Objective: To examine the effect of IL-1beta-induced .NO and PGE(2) release by stimulated superficial and deep chondrocyte/agarose constructs subjected to mechanical compression. Design: Chondrocyte sub-populations were seeded separately in agarose constructs and cultured unstrained, within a 24-well tissue culture plate, for 48 h in medium supplemented with IL-1beta and/or L-N-(1-iminoethyl)-ornithine (L-NIO). In a separate experiment, superficial and deep cell containing constructs were subjected to 15% dynamic compressive strain at 1 Hz, for 48 h, in the presence or absence of IL-1beta and/or L-NIO. Nitrite was measured using the Griess assay, PGE2 release was determined using an EIA kit and [H-3]-thymidine and (SO4)-S-35 incorporation were assessed by TCA and alcian blue precipitation, respectively.

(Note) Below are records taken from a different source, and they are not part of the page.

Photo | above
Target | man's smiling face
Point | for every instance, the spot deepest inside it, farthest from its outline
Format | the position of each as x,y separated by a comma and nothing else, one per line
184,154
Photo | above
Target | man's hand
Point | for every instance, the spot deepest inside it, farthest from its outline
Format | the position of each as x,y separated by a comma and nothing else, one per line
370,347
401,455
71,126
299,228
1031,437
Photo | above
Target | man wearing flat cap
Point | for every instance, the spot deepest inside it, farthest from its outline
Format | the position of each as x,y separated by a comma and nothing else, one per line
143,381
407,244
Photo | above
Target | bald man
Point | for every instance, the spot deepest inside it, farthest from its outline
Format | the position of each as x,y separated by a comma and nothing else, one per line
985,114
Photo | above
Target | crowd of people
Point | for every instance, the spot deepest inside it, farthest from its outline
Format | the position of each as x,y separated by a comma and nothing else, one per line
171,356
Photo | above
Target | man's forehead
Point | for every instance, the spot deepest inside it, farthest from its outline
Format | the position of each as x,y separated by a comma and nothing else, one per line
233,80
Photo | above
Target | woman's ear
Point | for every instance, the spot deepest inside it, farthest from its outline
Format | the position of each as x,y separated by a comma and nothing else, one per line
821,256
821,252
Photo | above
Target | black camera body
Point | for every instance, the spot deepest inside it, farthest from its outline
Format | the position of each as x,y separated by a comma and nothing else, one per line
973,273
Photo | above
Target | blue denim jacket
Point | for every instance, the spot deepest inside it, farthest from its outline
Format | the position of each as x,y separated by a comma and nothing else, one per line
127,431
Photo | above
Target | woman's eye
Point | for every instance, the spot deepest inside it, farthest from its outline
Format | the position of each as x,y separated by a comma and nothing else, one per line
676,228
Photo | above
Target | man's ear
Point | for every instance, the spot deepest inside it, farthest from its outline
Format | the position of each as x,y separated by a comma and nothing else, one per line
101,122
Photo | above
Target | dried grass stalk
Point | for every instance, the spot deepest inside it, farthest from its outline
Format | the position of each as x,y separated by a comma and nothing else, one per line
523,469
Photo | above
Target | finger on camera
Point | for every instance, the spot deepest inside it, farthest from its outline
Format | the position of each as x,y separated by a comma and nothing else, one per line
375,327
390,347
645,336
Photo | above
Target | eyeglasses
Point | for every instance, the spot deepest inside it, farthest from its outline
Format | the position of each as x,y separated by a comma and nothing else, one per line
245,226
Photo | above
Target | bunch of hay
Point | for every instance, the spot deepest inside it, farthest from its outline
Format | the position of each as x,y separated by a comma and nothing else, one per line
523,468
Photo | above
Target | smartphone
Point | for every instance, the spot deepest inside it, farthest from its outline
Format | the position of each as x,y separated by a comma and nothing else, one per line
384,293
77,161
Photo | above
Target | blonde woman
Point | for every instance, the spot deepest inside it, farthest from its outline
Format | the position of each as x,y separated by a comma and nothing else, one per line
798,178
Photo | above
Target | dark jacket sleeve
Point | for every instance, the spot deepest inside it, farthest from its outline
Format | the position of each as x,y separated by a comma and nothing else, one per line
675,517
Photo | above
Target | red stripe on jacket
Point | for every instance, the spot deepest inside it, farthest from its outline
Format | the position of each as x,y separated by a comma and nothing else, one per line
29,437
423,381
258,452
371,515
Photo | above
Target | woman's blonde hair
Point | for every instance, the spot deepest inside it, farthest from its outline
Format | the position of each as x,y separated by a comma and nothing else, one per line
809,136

Results: The current data reveal that IL-1beta significantly enhanced NO and PGE(2) release for superficial chondrocytes, an effect reversed with L-NIO. NO and PGE(2) levels did not significantly change by deep cells in the presence of IL-1beta and/or L-NIO. For both cell sub-populations, IL-1beta inhibited cell proliferation whereas proteoglycan synthesis was not affected. Dynamic compression inhibited the release of NO and PGE(2) in the presence and absence of IL-1beta, for cells from both sub-populations. L-NIO reduced NO and enhanced PGE(2) release for superficial zone chondrocytes, an effect not observed for deep cells in response to dynamic compression. The magnitude of stimulation of [3H]-thymidine incorporation was similar for both cell sub-populations and was not influenced by L-NIO, indicating an NO-independent pathway. The dynamic compression-induced stimulation of (SO4)-S-35 incorporation was enhanced with L-NIO for IL-1beta-stimulated deep cells, indicating an NO-dependent pathway. Conclusion: The present findings suggest that dynamic compression inhibits NO and PGE(2) release in IL-1beta-stimulated superficial cells via distinct pathways, a significant finding that may contribute to the development of intervention strategies for the treatment of inflammatory joint disorders. (C) 2003 Published by Elsevier Ltd on behalf of OsteoArthritis Research Society International.